After our garlic was harvested this year, I had planned to replant those beds with black-eyed peas we had harvested from Mr. Bunker’s field a couple of years ago, because late spring is about the time to start planting them, and they work well in the heat.
But, the garden beds needed to be prepared with some new soil. We’ve recently started using mulch for actual garden beds, but, even though the mulch we get has composted dirt in it, it also has too many larger wood chips; and so, other folks around here have been sifting their mulch to remove those larger chips; and I decided to follow suit.
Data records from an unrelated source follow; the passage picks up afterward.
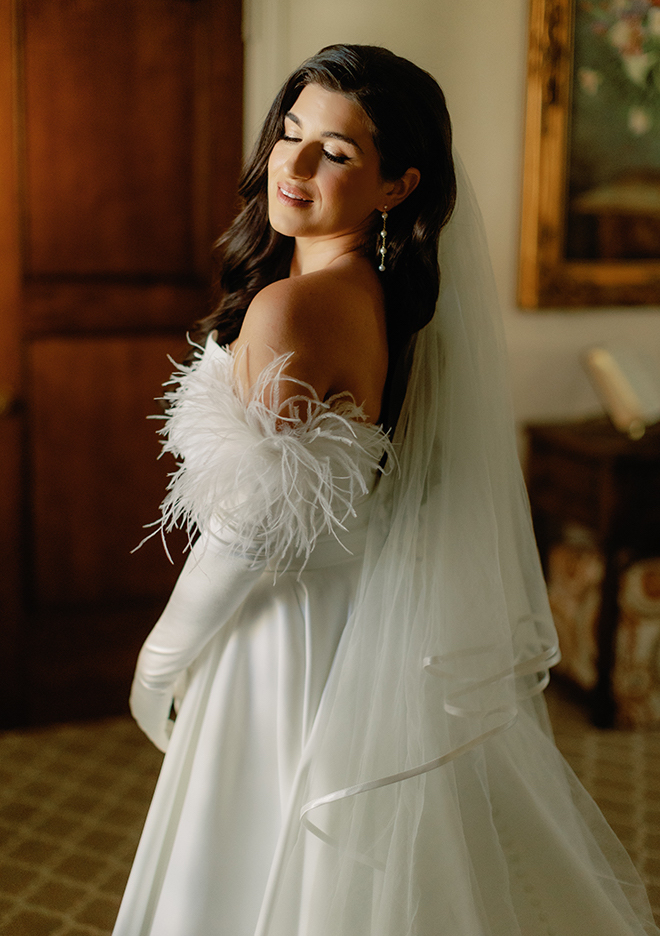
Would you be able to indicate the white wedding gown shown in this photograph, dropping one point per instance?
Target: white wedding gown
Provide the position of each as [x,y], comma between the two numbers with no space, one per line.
[507,843]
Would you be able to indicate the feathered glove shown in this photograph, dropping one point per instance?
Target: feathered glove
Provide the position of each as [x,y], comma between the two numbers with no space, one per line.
[262,487]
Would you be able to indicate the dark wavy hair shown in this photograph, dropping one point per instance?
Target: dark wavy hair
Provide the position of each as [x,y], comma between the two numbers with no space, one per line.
[411,128]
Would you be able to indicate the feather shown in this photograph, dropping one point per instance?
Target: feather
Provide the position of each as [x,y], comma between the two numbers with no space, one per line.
[268,480]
Here is the mulch sifter I put together with scrap stuff I had laying around:
And here I am doing the sifting:
Here, you can see the results in the raised bed; and the left-over wood chips can be used for walkway covering:
And here are the black-eyed peas growing after being planted!
So, going around the horn, here is how the garden now looks….
This is the okra:
And the green beans (in the front bed) and the squash and zucchini (in the bed in back):
And the tomatoes (in the front bed) and the carrots (in the bed in back). Usually, our carrots do really well; but for some reason this year, not too many grew. I did try planting a little scarcely, because usually the carrots are very packed and smaller; and I ended up trying to replant a couple of times too; but it just wasn’t to be this year:
Now, in that previous blog post above about the new mulch gardening, one of the folks here had already tried planting in their mulch-gardening area with some success; so I thought I’d give it a whirl too, to see if anything might grow. I planted some more of the black-eyed peas in half a row as a test case, and lo and behold they started growing!
With those results, I went ahead and planted the whole area:
And here, if you look closely (you probably have to click the image), many of them have started to grow too:
Here is some of the produce the Lord has graciously granted:
Instead of pressure canning it, we’ve wanted to try to use the more healthy preservation method of lacto-fermentation. Here is some squash and zucchini in a brine solution, with some mesquite tree leaves that are supposed to help keep the vegetables crunchier:
And here is our lacto-fermenting section in the camper. We initially put the jars down in the root cellar, but the lacto-fermenting process actually needs a warmer environment to process correctly. Also, the vegetables would float in the brine. And so, we figure with the combination of the cooler temperatures of the root cellar, and the floating vegetables, they started to mold on top. Well, we picked off the moldy pieces from off the top, brought them into our very warm camper, tried weighing the vegetables down but didn’t find a good way to do that, and instead began to turn the jars upside down and then back right side up every 12 hours, burping them at the same time (to release the gas build-up from the lacto-fermenting process):
Once again, we are very thankful to God for the provisions from the garden He has granted, and for the processes He built into His creation to preserve the produce without man-made methods of preservation (like canning, which destroys nutrients, or freezing, which causes dependence on the world for electricity and freezers).